Je suis le cœur brisé d'Enzo Ryans.

« Enzo ? »

Oui, c’est moi, non je n’ai pas changé. Je suis toujours celui que tu as … stop. Ceci est un pétage de plomb de l’auteure puisqu’il est bien évident que Mister Ryans ici présent ne connaît pas C-Jérome et grand bien lui fasse !

« Cleo … Qu’est c’que tu fais debout à cette heure là ? »

Oui je me suis retourné, et non je n’ai pas lâché pour autant ce que j’avais dans les mains. Oui j’ai été surpris, et non je ne suis pas content de ça. J’aurai du la sentir, Lune aurait du m’avertir. Peut être qu’elle l’a fait, après tout, j’étais tellement perdu dans mes pensées.
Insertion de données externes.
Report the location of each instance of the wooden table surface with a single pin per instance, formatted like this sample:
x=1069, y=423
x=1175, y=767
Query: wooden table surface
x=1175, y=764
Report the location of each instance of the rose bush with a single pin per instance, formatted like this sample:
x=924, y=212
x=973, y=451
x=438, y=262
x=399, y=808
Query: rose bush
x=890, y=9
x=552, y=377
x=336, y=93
Et oui, qu’est ce qu’elle fait debout à cette heure là ? Les cours commencent dans 8h à peine, elle devrait être dans le fond de son lit en plein sommeil, tout comme moi d’ailleurs, mais j’ai 17 ans, je suis majeur, je fais ce que je veux et si j’ai envie de me ruiner la vie et la santé, c’est mon problème. Et non, je ne suis pas du tout énervé. Ou peut être un peu. Et … Elle me regarde bizarrement. Approche Cleo, je ne vais pas te manger c’est promis. T’as l’air soucieuse, c’est à cause de ce que tu vois ? Pourtant je jurerai que ça n’est pas la première fois que tu me vois avec une bouteille dans les mains. Bon certes, la dernière ou les dernières fois, c’était la fête et probablement un vendredi ou un samedi soir mais …

« J’arrivai pas à dormir, je me suis dit que j’allais lire un peu mais dans le dortoir … Et toi ? Qu’est ce que tu fais ? »
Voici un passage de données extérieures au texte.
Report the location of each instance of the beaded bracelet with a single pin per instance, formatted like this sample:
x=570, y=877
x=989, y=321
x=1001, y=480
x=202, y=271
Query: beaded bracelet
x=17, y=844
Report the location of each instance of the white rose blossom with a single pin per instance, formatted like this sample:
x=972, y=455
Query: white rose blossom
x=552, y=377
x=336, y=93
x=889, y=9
Je la suis du regard alors qu’elle vient s’installer près de moi, dubitative, l’air presque inquiet, emmitouflée dans sa robe de chambre et moi, je laisse mes yeux vagabonder entre le joins et la bouteille, en pleine réflexion. Dépité.

« Je crois que j’hésite entre finir cette bouteille d’une seule traite ou alors fumer ce joins même si je ne supporte ni l’odeur ni la fumée. »

Au moins, ça a le mérite d’être clair. Une nouvelle fois, je croise le regard inquisiteur de Lune, qui finalement quitte la table pour se lover contre ma camarade. Elle la caresse, je soupire.

« Bonjour Lune. »

Parfois j’aimerai être un chat … Je dis pas ça parce que j’aimerai être à sa place là, maintenant, tout de suite hein ! Juste parce que tu as de l’affection quand tu veux, et la paix a peu de choses prêt de la même manière. En plus de ça t’es moins encombrant qu’un ado d’un mètre 90 ou qu’un Loup qui fait deux fois la taille d’un canidé normal. Tu peux te faufiler dans les recoins, disparaître, réapparaitre quand bon te semble. Dormir toute la journée. Oui, la belle vie.

« Pourquoi est ce que tu fais ça Enzo ? »

Parce que je suis malheureux et que je ne trouve rien d’autre à faire de ma carcasse ?

« Je … J’en sais rien. Peut être pour essayer d’oublier, de débrancher. Je sais pas. Parce que j’ai rien d’autre de mieux à faire et que moi non plus j’arrive pas à dormir ? »
« Ça changera rien tu sais ? Ça n’arrangera rien en tout cas. »
« Tu me trouves ridicule, hein ? »
« Non. Enfin, si, un peu, mais t’as pas besoin de ça pour avoir l’air d’un crétin. »
« Hey ! »

Un sourire, deux sourire. Le sien, le mien. Un air offusqué de ma part, un autre plutôt triste de la sienne alors qu'elle me dévisage après avoir laissé son regard glisser plein d'amertume sur les deux objets que j'ai dans chacune des mains. Elle ne me juge pas, ça se voit, ça se sent, mais elle n'aime pas ce qu'elle voit. Je suis partagé, je n'arrive pas bien à cerner ce qui peut bien se passer dans son esprit. Je me sens mal, soudainement, rempli de culpabilité. J'ai fait souffrir beaucoup de gens, mais je ne veux pas la faire souffrir elle, de quelconque manière que ce soit.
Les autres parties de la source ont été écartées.